Теперь Кравченко вместе с остальными копалась в целой горе учебников и причитала о преподавателях, заваливших их заданиями по самое «не хочу». Особенно зверствовал законоучитель Чуев. Лена никогда не была религиозной, и уроки закона божьего на неё всегда нагоняли скуку. Но в семинарии преподавание этой дисциплины считалось одним из самых передовых. Пассивность на занятиях не допускалась. Невыполнение заданий каралось строгим выговором в присутствии всех воспитанниц. Для гордой, независимой Лены это было недопустимо. Поэтому, сама не заметив как, она стала на уроках богословия одной из лучших. Чуев вполне допускал не только ответы на заданные темы, но и свободную живую беседу, вопросы, выражение своего мнения. Конечно, никакого сравнения со стареньким батюшкой, который вёл уроки закона божьего в Твери, не было. Подобные методы в Тверской женской гимназии, пожалуй, сочли бы за вольнодумство. А тут — пожалуйста. Столица!
Однако с Леной богослов просчитался. При полном наборе отличных оценок по закону божьему, она к концу первого полугодия из девушки просто равнодушной к вопросам веры превратилась в осознанную, активную атеистку. Сыграло свою роль врождённое чувство противоречия, заложенное природой, горячая кровь и отцовское воспитание.

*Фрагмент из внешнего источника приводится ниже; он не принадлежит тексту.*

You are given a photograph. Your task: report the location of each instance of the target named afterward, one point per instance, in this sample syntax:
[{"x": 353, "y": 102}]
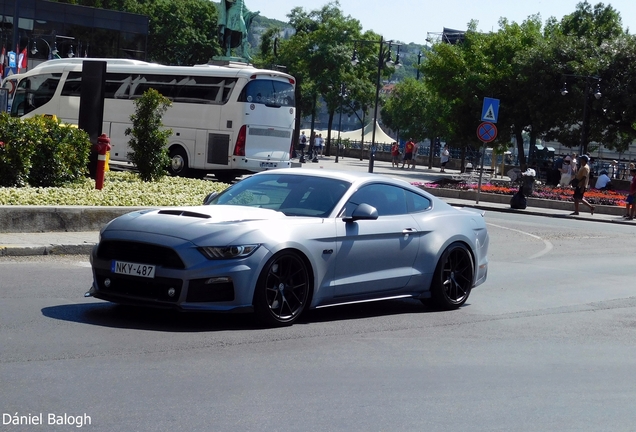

Зато с другими дисциплинами у неё отношения поначалу не складывались, как и с детьми — воспитанниками Мариинского приюта. При приюте было двухклассное училище, которое для практики семинаристки начинали посещать с первых же дней обучения. Соня Костантиниди, не растерявшись, сразу устроилась туда помощницей учительницы. Работа была несложная — надо было помогать детям делать уроки и следить, чтобы они не баловались на переменах. Но Лена, каждый раз, посещая приют, чувствовала глухое раздражение. Дети в её мечтах так разительно отличались от приютских сорванцов, что иногда ей хотелось бросить семинарию и присоединиться к своим подругам сёстрам милосердия. Дети были не только слишком шумными, они казались Лене безмерно глупыми, какими-то низшими существами, иногда неспособными понимать обращённую к ним человеческую речь.
Книги своей тверской наставницы Казимировны по педагогике и психологии, которые Лена, как огромную ценность, привезла с собой в Петроград, мало чем могли помочь. Казалось, что эти книги написаны для работы с совсем другими детьми, умными, понимающими, имеющими понятия о нравственности. Хотя Соня для приютских детей очень скоро стала любимицей.При этом она вовсе не заигрывала с детьми, наоборот, вела себя с ними достаточно строго. Но дети как будто не замечали этой строгости. Едва она входила в класс, как они бежали к ней навстречу, целовали ей руки, рассказывали свои новости, называли барышней-душенькой, хотя правилами училища такое обращение запрещалось. С ней они как раз и были теми нормальными детьми, о которых писалось в книгах Казимировны.